The report largely showed that Americans over 65 are moving in lockstep with their younger cohort. According to another study published in JAMA, people aged 35 to 44 years saw alcohol-related deaths increase by 39.7%, the largest margin of any age group, and people aged 25 to 34 years followed closely behind at 37%.

Similarly, synthetic opioid-induced deaths (primarily fentanyl) across all age groups, skyrocketed to staggering levels in only a few years. According to the National Institute on Drug Abuse, overdose deaths related to these drugs went from less than 10,000 in 2013 to 56,516 reported in 2020. In 2019, the numbers were below 40,000 which continues to show the impact the pandemic had on those struggling with substance abuse.

The rise of substance abuse has been felt by professionals who are aiming to help people who are struggling with addiction.“We are scrambling to try to keep the wait times to where they had been prior to COVID,” Kevin Hill, an associate professor of psychiatry at the Medical School and director of the Division of Addiction Psychiatry at Beth Israel Deaconess Medical Center told the Harvard Gazette. “And we’re having a lot of trouble doing that.”
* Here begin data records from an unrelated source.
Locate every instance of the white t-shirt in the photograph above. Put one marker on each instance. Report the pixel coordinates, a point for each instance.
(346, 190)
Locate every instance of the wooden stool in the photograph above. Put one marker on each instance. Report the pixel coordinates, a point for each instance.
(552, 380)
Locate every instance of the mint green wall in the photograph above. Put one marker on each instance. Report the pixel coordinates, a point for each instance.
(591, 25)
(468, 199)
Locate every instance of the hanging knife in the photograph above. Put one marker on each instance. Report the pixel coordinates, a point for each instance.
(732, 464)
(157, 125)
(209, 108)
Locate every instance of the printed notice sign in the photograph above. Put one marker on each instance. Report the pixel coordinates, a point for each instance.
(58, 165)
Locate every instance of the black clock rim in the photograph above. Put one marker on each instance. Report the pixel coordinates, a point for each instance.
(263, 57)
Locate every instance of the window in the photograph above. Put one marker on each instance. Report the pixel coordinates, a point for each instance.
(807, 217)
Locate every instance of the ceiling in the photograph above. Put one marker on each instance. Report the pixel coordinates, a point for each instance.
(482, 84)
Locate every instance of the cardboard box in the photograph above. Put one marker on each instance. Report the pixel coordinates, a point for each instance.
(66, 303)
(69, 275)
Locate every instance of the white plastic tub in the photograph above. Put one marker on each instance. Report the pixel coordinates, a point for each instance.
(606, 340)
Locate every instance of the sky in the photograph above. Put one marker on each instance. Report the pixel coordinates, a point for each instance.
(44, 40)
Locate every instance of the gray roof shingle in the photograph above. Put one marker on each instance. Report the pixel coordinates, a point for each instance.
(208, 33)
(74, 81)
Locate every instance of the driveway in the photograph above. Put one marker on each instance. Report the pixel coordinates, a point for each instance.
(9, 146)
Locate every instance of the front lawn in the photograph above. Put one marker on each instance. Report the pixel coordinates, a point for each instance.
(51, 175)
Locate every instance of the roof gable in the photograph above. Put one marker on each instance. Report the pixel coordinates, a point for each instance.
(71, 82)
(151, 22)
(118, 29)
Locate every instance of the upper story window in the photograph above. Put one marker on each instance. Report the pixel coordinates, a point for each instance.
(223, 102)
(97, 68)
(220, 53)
Hill pointed to the pandemic as the variable that served as a force multiplier for substance abuse.

“We’ve had people who were in a precarious position prior to the pandemic, and some of those people have really struggled,” Hill said. “I’ve had numerous patients who were doing well prior to the pandemic and the pandemic pushed them over the edge and put them in a difficult position. And we’ve also had a number of people whom we had never seen before and were drinking on their own and had family members and physicians reach out. It is unusual in the sense that among them are some patients who are older and have successfully navigated many of life’s challenges without alcohol. The pandemic arrives and they find themselves drinking in an unhealthy way.”

On the fentanyl front, researchers at the University of Houston are developing a ‘vaccine’ that blocks the harmful drug from entering the user’s brain, preventing drug-induced euphoria in an effort to curb addiction. The study, published on Pharmaceutics, shows that researchers had success with their vaccine in the lab on rats. The shot was able to block fentanyl from entering the brain of their subject while still allowing other painkillers to pass through, unabated. The study claims that the data support further clinical studies of the vaccine.